The insured told me that he got a call from the plaintiff. I said “The plaintiff? What did the plaintiff have to say?”

The insured then replied, “Well, he told me that I should not take the lawsuit personally. He only wants the insurance money.”

So, of course, I asked the insured how he reacted to this.

The insured then responded; “I first thought of the $100,000 deductible. So, it is cost me money to defend this claim, but this guy does not want me to take this personally.

Then, I thought of the time I have to spend meeting with attorneys, looking at documents, testifying in a deposition, but this guy does not want me to take this personally.

Then, I thought of my reputation. I had to report this to the bar, and my partners are upset with me.

So, it is costing me my  money, my time, and my reputation, but this guy does not want me to take this lawsuit personally.”

The point of this story is that the claims professional needs to show we understand, and we get it. It is very personal, and as much as we talk about emotional claimants who cry how they were injured, there can be very emotional defendants on the other side as well.

While I want to show them that I fully understand their position, I want to make sure that I can give them an understanding of the process. First, I never expect to make any deal, including obtaining consent, because I am making arguments why it is my best deal. I have to explain why it is their best deal as well.

A line I always like to use is “I read the book, and I know the ending.” This line is used to do a bit of hand holding of the insured. Then, I tell them that I have had many insureds who have told me “I have been practicing for 40 years and have never been sued. I want my day in court.”
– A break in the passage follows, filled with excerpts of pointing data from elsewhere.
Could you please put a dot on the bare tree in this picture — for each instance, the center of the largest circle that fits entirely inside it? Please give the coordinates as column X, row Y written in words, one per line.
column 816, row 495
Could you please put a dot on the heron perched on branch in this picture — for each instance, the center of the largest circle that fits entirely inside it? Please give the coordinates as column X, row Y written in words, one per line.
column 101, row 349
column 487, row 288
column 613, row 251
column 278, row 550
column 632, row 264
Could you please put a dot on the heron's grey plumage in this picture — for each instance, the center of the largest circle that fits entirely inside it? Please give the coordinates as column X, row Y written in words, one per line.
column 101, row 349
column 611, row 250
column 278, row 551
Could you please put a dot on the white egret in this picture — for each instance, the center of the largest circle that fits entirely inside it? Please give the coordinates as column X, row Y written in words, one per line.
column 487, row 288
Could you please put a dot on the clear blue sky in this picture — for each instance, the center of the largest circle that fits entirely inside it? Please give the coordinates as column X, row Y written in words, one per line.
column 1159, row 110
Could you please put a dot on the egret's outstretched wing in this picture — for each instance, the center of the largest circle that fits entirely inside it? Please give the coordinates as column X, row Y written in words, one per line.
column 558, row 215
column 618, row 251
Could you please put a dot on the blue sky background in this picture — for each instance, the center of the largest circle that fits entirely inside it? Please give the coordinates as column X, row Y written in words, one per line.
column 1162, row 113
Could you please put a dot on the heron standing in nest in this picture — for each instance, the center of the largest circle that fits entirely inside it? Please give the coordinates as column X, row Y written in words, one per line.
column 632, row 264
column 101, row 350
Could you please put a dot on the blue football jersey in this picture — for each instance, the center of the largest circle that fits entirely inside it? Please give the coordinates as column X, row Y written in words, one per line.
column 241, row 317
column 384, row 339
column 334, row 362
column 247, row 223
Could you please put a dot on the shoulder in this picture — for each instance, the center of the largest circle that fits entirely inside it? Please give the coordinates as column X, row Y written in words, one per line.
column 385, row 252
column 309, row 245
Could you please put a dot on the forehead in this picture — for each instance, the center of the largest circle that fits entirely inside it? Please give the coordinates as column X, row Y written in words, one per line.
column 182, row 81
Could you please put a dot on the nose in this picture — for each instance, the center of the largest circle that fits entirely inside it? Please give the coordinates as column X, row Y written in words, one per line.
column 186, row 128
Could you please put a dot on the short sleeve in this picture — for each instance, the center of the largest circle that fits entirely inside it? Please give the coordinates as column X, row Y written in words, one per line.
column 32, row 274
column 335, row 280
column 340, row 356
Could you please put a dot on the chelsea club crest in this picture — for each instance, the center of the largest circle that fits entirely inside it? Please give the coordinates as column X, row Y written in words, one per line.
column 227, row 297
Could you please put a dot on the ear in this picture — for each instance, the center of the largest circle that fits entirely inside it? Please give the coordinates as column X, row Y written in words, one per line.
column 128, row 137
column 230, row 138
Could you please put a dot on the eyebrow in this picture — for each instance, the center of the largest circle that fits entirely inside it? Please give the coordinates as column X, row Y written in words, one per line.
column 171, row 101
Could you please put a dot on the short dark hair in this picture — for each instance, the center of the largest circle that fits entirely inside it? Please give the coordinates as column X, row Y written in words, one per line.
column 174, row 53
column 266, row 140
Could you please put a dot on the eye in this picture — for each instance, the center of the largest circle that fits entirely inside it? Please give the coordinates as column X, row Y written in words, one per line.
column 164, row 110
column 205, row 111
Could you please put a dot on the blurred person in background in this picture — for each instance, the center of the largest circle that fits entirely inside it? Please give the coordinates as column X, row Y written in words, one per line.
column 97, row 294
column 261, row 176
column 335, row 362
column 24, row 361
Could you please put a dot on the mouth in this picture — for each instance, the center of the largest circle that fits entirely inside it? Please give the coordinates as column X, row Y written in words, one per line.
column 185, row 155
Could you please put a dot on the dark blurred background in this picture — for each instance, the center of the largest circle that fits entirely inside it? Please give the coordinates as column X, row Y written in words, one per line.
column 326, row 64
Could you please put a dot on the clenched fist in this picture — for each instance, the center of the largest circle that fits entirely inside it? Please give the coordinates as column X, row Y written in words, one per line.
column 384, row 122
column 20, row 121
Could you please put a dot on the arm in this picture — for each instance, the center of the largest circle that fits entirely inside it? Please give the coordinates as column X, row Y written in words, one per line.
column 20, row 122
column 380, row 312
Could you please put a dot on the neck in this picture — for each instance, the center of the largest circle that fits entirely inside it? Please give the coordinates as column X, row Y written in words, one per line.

The response, I explain is that I would love to tell them that their day in court is next Tuesday, about 2 PM, and it should last an hour, maybe an hour and a half. However, too often, it is the month of July and you are not getting your billing hours in, you are not seeing clients, you are not looking at your kids during dinner, and you are not taking that vacation to Disneyland. That same insured then says “Why did I buy insurance. Let’s settle the case.”

The problem with that kind of plan is that by the time you get to the courthouse steps years later, it becomes more difficult to settle the case. Both sides have made huge investments in their positions. Feelings harden. The number you can now settle the case is many times what you may have been able to settle the case years earlier.

I have never had an insured not understand this approach. However, while some insureds will understand, and give the consent to settle, other insureds may push back with a justified fear that once they give their consent, I will give away the candy store.

Another mistake that a claims professional may make is simply seek blanket consent to settle. However, a limited consent to settle may be all that the insurer needs to resolve the case.

Another story I frequently tell insureds in this situation is about a settlement conference in Hartford I attended many years ago before a Federal Court Judge. The opposing sides and their counsel had great animosity for each other and you could feel it in the courtroom.

The Judge opened the conference by saying to everyone, “Principles are a very nice thing to have until it gets in the way of reason.”

I liked that line very much. We settled the case and both sides were equally unhappy with the result. Because I liked that line, I had to tell it to my wife, given the fact that she happens to be a person of great principle.

After I told her the line, she looked at me puzzlingly, as if I came from another planet. She then remarked, “Without principles, there is no reason.”

I use this story to explain to insureds that there may be a number that makes sense to put aside some principle for the sake of reason, or just getting on with life. Then, at some point, the number becomes too high, and there is the line in the sand, and it becomes about principle. I assure them that I do not want them to abdicate that principle that can be seen in the line in the sand.

This approach does not only obtain consent from the insured, but a willing partner appreciative of an insurer who is only looking out for the insured’s, not insurer’s, best interest even when the insured may not necessarily understand what their best interest may be.